The method to implement the NDS multiplier is shown in Fig. 7(c). The NDS multiplier is used to implement the multiplication of two variables with powers of 2 using a logic shift, which can be multiplier-less with lower hardware cost. Two inputs of variable "a[n]" and "b[n]" are contained in the NDS multiplier, and the value of a[n] is expected to be a positive value that is less than one. The bus splitter is used to split a bus into single-bit outputs, and the output ports are numbered from least significant bit to most significant bit. The "MUX" block implements the multiplexer operation, which is used to select the input data flow. In the first data line of the MUX block, the input value is zero. If the output of the bus splitter is 1, the second data line is selected and the variable b[n] is shifted rightwards based on the bit number of the bus splitter. Then the single-bit outputs are used as the distances of the shift operations and inputted into the barrel shifter. The "shift" block represents the barrel shifter which can shift the input data by the amount set by the distance bus. The value of variable b[n] is inputted into each data port of shift block, and each output of the shift block is then added together to obtain the final output value of the shift multiplication module. By using this method we are able to calculate the multiplication of the two neuronal variables with a significant reduction of hardware resource cost.
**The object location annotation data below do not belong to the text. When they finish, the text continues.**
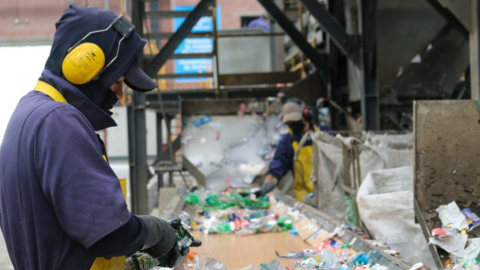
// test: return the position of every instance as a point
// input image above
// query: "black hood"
(76, 23)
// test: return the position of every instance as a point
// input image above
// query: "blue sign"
(195, 45)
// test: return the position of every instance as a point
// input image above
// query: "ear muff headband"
(83, 63)
(86, 61)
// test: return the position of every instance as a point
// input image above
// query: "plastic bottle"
(373, 256)
(191, 198)
(226, 228)
(241, 110)
(247, 232)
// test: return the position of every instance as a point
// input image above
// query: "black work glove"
(265, 189)
(171, 257)
(161, 236)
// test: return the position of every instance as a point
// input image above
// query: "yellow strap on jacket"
(99, 263)
(302, 169)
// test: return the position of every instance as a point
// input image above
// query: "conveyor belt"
(237, 252)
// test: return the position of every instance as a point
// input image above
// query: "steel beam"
(138, 132)
(166, 52)
(297, 37)
(160, 151)
(165, 155)
(331, 26)
(370, 102)
(184, 75)
(161, 14)
(168, 35)
(259, 78)
(475, 51)
(450, 17)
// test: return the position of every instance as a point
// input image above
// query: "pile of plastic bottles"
(237, 221)
(209, 201)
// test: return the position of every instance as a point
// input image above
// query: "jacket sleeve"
(78, 182)
(125, 240)
(283, 159)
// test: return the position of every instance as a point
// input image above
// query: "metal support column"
(215, 66)
(159, 145)
(475, 51)
(138, 131)
(368, 63)
(293, 32)
(330, 25)
(168, 124)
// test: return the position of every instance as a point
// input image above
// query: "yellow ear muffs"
(83, 63)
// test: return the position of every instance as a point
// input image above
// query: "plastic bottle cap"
(191, 255)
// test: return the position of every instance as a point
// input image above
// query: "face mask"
(296, 127)
(109, 102)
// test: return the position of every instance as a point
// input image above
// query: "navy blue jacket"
(59, 198)
(282, 162)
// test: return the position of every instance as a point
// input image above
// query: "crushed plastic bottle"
(273, 265)
(207, 263)
(247, 232)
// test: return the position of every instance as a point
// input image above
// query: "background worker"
(61, 204)
(299, 119)
(261, 22)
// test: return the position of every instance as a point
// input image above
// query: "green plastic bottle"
(191, 199)
(223, 228)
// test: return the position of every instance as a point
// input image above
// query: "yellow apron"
(100, 263)
(302, 169)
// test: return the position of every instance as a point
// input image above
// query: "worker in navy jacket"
(289, 154)
(61, 205)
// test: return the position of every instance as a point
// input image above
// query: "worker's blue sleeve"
(127, 239)
(283, 159)
(76, 180)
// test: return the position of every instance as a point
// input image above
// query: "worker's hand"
(175, 253)
(161, 236)
(265, 189)
(142, 262)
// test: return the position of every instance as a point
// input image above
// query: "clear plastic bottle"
(244, 232)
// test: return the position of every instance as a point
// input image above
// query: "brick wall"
(26, 18)
(30, 18)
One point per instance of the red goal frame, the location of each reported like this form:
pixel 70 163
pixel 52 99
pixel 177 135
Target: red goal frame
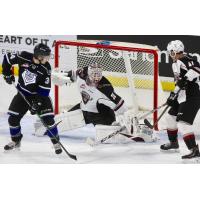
pixel 84 44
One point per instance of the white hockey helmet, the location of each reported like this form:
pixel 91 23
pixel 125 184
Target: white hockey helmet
pixel 95 72
pixel 175 47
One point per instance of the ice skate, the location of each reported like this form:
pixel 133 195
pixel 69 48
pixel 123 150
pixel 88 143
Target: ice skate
pixel 57 148
pixel 193 155
pixel 170 147
pixel 15 144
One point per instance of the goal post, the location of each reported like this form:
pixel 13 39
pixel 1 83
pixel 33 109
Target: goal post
pixel 126 65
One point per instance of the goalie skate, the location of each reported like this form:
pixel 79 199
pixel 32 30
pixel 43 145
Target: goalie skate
pixel 57 148
pixel 12 146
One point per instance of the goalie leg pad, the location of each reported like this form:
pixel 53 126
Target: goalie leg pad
pixel 68 121
pixel 104 130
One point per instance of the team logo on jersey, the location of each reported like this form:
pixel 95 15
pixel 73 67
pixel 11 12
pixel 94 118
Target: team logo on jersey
pixel 85 97
pixel 26 65
pixel 82 86
pixel 47 80
pixel 12 56
pixel 33 66
pixel 28 77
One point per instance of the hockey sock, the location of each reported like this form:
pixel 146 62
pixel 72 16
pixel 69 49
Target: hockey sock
pixel 172 135
pixel 189 140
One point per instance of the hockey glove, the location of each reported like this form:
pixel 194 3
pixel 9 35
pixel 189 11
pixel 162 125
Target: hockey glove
pixel 172 99
pixel 9 79
pixel 182 83
pixel 35 107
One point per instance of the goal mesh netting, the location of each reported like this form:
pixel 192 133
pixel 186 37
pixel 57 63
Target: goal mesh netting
pixel 131 68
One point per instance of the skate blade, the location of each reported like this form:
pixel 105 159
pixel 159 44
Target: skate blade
pixel 191 161
pixel 12 150
pixel 170 151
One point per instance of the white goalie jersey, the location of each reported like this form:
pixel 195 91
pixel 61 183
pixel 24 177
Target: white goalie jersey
pixel 102 93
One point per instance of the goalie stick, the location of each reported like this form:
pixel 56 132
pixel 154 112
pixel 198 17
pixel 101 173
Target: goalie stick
pixel 46 126
pixel 151 112
pixel 91 142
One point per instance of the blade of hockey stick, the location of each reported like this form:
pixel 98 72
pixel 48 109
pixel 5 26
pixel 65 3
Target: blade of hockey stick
pixel 147 123
pixel 69 154
pixel 91 142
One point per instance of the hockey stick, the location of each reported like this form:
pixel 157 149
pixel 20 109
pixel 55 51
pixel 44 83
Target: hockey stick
pixel 151 112
pixel 147 123
pixel 91 142
pixel 46 126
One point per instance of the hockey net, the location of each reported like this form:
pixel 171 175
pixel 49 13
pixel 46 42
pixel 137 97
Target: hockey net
pixel 131 68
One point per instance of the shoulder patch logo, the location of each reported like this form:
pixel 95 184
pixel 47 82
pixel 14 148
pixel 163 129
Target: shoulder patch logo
pixel 28 77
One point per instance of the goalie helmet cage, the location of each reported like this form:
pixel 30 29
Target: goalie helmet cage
pixel 147 70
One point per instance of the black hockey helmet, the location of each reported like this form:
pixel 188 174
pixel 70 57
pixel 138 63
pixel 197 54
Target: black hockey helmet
pixel 41 50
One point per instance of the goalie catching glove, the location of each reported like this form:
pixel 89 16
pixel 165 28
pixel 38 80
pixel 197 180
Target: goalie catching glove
pixel 9 79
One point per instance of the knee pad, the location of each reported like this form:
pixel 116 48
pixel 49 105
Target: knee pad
pixel 185 128
pixel 14 120
pixel 171 122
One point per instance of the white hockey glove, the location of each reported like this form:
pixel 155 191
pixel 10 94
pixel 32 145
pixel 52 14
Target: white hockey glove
pixel 60 78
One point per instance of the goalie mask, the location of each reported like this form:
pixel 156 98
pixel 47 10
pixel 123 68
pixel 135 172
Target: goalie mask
pixel 95 73
pixel 42 53
pixel 175 47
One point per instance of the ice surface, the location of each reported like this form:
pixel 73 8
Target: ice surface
pixel 38 150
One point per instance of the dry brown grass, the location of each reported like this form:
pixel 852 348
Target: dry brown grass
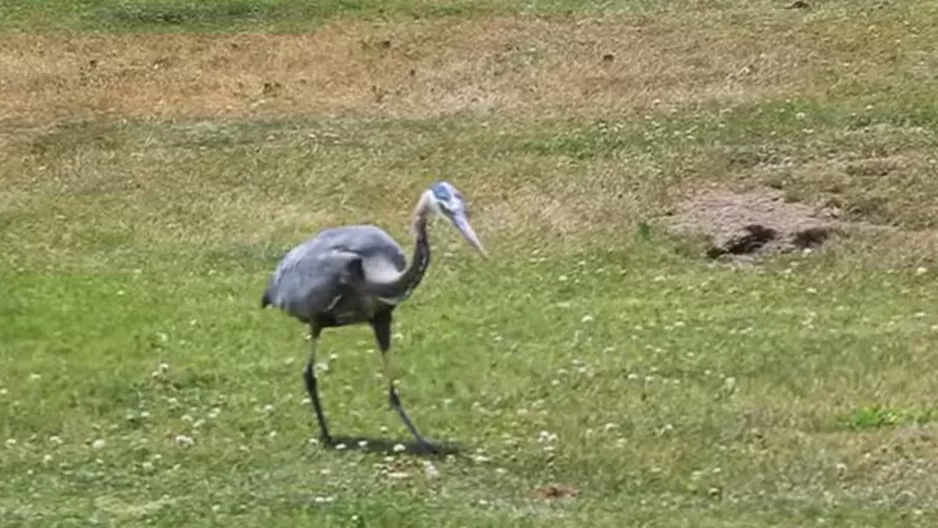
pixel 431 67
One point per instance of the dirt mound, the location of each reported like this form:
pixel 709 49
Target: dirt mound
pixel 745 225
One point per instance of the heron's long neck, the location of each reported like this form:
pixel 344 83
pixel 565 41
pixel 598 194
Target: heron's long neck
pixel 399 289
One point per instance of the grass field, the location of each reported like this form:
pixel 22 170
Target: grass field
pixel 158 157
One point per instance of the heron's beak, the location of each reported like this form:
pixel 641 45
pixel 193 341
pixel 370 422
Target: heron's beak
pixel 462 224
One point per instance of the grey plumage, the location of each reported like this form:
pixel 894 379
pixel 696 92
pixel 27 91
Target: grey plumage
pixel 356 275
pixel 314 274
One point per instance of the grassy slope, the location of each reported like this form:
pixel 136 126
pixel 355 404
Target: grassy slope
pixel 680 394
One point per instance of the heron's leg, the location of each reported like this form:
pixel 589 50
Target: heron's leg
pixel 382 327
pixel 309 376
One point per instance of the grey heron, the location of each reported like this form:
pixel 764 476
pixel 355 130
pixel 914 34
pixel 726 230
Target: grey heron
pixel 358 274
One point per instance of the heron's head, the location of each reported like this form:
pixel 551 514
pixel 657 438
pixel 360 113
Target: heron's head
pixel 445 200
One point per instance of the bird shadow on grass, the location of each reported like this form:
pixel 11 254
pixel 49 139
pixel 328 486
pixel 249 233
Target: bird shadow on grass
pixel 386 446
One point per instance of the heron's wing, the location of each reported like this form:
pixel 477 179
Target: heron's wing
pixel 312 277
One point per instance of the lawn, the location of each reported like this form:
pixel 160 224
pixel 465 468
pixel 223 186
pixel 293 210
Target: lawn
pixel 158 158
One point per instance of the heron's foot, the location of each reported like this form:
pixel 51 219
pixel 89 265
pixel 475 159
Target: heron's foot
pixel 427 447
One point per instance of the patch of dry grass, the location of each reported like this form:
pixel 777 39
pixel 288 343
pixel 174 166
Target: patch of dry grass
pixel 447 66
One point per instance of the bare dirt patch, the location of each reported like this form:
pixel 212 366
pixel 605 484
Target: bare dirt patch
pixel 757 223
pixel 418 68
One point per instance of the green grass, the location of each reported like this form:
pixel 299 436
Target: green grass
pixel 677 391
pixel 306 15
pixel 141 384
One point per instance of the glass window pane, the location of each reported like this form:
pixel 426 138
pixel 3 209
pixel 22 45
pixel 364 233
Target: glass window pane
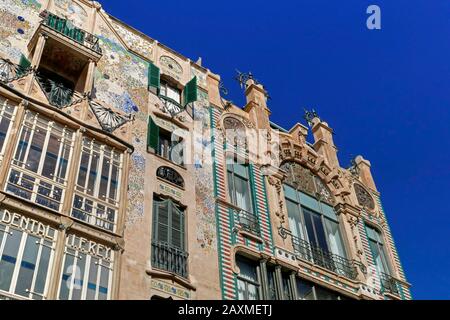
pixel 309 226
pixel 304 290
pixel 27 266
pixel 243 199
pixel 23 144
pixel 51 157
pixel 271 286
pixel 253 293
pixel 93 174
pixel 4 126
pixel 334 238
pixel 104 179
pixel 295 223
pixel 67 277
pixel 92 280
pixel 9 259
pixel 79 277
pixel 241 290
pixel 173 93
pixel 35 152
pixel 320 232
pixel 104 283
pixel 44 262
pixel 325 294
pixel 247 269
pixel 84 165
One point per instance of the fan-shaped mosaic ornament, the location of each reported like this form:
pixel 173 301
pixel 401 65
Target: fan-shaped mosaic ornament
pixel 107 118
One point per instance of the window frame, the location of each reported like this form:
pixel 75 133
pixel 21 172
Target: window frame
pixel 50 243
pixel 257 283
pixel 382 250
pixel 34 122
pixel 9 116
pixel 301 208
pixel 169 102
pixel 77 253
pixel 114 158
pixel 170 208
pixel 231 177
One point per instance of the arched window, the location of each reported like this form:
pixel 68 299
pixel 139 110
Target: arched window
pixel 304 180
pixel 170 175
pixel 312 220
pixel 235 132
pixel 364 198
pixel 168 237
pixel 377 249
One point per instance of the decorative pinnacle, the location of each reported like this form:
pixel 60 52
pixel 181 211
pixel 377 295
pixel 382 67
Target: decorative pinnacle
pixel 310 115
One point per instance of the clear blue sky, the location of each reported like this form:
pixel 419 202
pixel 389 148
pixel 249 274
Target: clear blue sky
pixel 386 93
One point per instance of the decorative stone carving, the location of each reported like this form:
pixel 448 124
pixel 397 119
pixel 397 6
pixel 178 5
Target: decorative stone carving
pixel 107 118
pixel 171 176
pixel 299 177
pixel 304 180
pixel 171 64
pixel 364 198
pixel 323 190
pixel 235 131
pixel 278 187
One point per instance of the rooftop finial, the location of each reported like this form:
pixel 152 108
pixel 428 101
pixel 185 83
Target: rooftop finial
pixel 309 115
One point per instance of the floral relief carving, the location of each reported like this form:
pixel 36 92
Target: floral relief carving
pixel 304 180
pixel 363 197
pixel 171 64
pixel 278 187
pixel 299 177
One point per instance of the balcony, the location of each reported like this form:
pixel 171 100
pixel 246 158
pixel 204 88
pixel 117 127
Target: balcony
pixel 247 221
pixel 10 71
pixel 169 258
pixel 389 284
pixel 67 29
pixel 58 93
pixel 325 259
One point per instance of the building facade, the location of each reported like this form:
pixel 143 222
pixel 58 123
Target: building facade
pixel 125 174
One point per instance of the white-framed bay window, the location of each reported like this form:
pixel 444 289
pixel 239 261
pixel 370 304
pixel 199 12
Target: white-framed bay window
pixel 96 197
pixel 26 255
pixel 87 272
pixel 39 167
pixel 7 115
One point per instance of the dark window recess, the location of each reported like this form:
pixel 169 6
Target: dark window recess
pixel 58 90
pixel 170 175
pixel 168 242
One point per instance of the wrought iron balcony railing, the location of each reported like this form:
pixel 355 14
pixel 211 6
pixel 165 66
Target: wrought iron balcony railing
pixel 323 258
pixel 10 71
pixel 66 28
pixel 169 258
pixel 57 93
pixel 389 284
pixel 247 221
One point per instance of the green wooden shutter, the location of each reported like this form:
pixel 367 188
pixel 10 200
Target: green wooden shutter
pixel 152 134
pixel 153 77
pixel 177 228
pixel 190 91
pixel 24 65
pixel 161 221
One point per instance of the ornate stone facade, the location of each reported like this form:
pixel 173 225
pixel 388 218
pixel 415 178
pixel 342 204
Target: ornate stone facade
pixel 99 185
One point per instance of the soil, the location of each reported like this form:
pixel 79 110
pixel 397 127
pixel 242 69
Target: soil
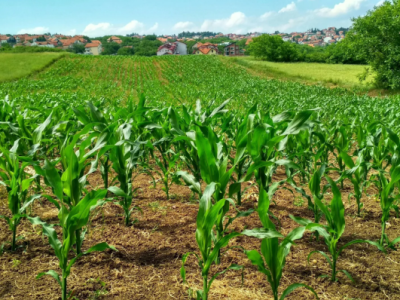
pixel 147 264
### IV. EXPERIMENTAL RESULTS

In this section, we present experimental results, including dynamical behaviors of PLA neuron models, hardware performance of single neuron and the neural network on the LaCSNN system that is realized by six Altera Stratix III 340 FPGAs. DE3 340 development boards are used, each of which has four HSTCs for the multiboard concatenation, one DDR2 memory channel for off-chip data storage and a USB 2.0 interface for the data transmission to a workstation. System tests are performed for the validation of capability to deal with the challenges in both the neuron complexity and the network scalability, and demonstrate the network dynamics for a large-scale SNN model. In general FPGA, chips are mounted on a development board, and add a further contribution that is unrelated with the emulation. As a result, the power consumption of the overall emulation platform is weakly dependent on the number of emulated neurons. In the presented LaCSNN system, the platform equipped with six Altera EP3SE340 FPGA chips dissipates 10.578 W. In terms of efficiency, LaCSNN's power density is 143.92 mW/cm<sup>2</sup>, whereas that of a typical central processing unit (CPU) is 50-100 W/cm<sup>2</sup>. The neuron model in (1) is easily laid out as a pipelined structure that can be clocked at 100 MHz. We can evaluate neurons with the maximum number of 1 million using 216 copies of the evaluation pipeline under the situation of fully usage of hardware resource with six FPGA chips. Besides, with the hardware infrastructure and the NoC topology presented in the previous section, we can simulate up to 60 million synapses with firing at an average rate of 50 Hz in real time. In fact, the number of layers of the proposed system can be increased by adding the FPGA develop boards, so that more number of neurons and synapses can be simulated.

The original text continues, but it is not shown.